At any given moment in time it always seems as if there were no more possibilities, that everything has already been done. But of course this conventional wisdom is conventional because it is the perception of those people who are fundamentally not creative! That is exactly why they think this, because they can't imagine anything new and original.

When Bach sat down to write his Well-Tempered Clavier, there were thousands of preludes and fugues already written. But his very first prelude, while extremely simple, is entirely fresh and original:

Those who are not really creative think that the only path to something original is to add complexity to what is already there. But that doesn't take us very far. The astounding truth is that there are always new ways of making music.

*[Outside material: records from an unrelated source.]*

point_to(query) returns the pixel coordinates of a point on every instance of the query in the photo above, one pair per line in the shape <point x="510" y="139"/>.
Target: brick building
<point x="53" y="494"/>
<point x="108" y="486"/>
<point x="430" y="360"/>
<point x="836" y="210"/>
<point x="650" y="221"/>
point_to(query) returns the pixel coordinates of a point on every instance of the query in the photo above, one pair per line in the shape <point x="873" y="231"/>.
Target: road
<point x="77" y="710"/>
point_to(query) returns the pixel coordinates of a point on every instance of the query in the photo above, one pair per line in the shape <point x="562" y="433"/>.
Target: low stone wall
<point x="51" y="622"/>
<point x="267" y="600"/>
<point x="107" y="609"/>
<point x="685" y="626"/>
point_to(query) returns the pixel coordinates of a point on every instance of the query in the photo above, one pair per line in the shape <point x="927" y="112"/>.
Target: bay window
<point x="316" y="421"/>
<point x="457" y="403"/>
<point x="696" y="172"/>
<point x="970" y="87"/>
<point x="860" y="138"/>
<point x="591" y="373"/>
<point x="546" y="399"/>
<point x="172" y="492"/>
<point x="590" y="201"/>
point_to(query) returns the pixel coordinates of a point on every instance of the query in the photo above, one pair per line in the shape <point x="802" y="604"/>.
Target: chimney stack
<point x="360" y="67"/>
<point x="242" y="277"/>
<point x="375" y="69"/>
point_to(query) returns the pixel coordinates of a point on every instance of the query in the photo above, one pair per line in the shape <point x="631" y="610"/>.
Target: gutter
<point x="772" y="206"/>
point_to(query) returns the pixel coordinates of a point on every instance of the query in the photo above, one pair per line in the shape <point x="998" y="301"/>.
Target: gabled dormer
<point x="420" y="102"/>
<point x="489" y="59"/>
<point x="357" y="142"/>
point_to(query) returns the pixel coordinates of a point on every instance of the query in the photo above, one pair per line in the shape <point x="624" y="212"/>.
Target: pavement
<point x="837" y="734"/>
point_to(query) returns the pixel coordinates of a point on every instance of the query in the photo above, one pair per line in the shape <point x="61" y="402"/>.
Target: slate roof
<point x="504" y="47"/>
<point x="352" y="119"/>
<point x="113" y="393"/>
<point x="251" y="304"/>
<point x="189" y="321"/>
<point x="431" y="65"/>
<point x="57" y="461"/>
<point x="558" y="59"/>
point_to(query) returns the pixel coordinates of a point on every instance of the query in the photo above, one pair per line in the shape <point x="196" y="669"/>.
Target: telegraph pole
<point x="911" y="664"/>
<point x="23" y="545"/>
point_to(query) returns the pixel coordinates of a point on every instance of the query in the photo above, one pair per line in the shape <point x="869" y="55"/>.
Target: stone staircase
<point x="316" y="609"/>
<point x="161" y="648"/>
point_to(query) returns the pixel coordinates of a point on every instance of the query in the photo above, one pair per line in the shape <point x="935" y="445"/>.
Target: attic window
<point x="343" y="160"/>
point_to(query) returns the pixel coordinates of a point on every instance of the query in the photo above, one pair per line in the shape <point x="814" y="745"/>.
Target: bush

But of course, most music is highly derivative of other music and when the copying is particularly shameless we call it plagiarism. But the best music is always fresh and original and stays fresh and original. Take the beginning of the Rite of Spring:

Audiences in 1913 had never heard anything like that before--and it still sounds new to us even today.

The thing to watch out for is that certain words, like "derivative" have taken on a pejorative quality: in other words, they are always used as an insult. When my theory teacher in undergraduate music school described Sibelius as "derivative" what he meant was that we would not spend any time studying Sibelius because the prevailing ideology of modernism had determined that the only "innovative" composers were those who followed a certain path: Schoenberg, Berg, Webern, etc.

But have a listen to this music by Sibelius and try to show that it is less original--aesthetically--than anything coming from the Second Viennese School:

"Derivative" is negative marketing: it is a description designed to turn you off something, much like the phrase "authentic" when used in connection with performances of early music is designed to be positive marketing: our performance is "authentic" but those other guys are phony.

So when someone says all music is derivative all they are really saying is that they can't imagine anything new or different. But the real challenge is not only to do something fresh, but to do something good! And it doesn't have to be huge. Haydn achieved an interesting novelty in one symphony simply by starting it with a drumroll:

The cool thing about this is that he brings the drumroll back later on.


Jeph said...

Just played the "drum roll" a few weeks ago. The first movement really is a hoot, with the foreboding opening that dissolves into a jig. Delightful as usual with Haydn. Until I played it, I didn't know that the lines the bassoons and celli play in the beginning come back later in diminution. Kind of makes me think he wrote the opening last.
Currently, I'm composing about a half hour of orchestra music for a performance in September. So I'm very engaged with the question of what is "derivative" in music as I try to put something down that people will enjoy, which will also satisfy my inner critic. That's the tough part, right? I find that all my decisions seem to be subject to an inner council, which is made up of past professors, fellow musicians, friends, critics, or perhaps more accurately, my ideas of what those people would/should think. Since I'm writing in a tonal idiom, it can be very dicey to balance the familiar with the fresh. We write to be heard, and the weight of opinion (real or imagined) can be stultifying. But as I write, I find myself thinking that I need not worry; that no one has put together notes and rhythms and instruments in quite the same way as I'm doing right now. Not that I'm some amazing innovator, I'm not. I'm just a unique person, with a particular set of influences, working at a particular time in history. I guess that's "I'm a special snowflake" reasoning, but hey whatever works. Your post today was very encouraging.

Bryan Townsend said...

If something I wrote encourages you, then I am very happy!!

What supports and sustains us all are those musicians we work with and respect. Audiences are sure important, but what they think is perhaps a little less important to us than what our peers think.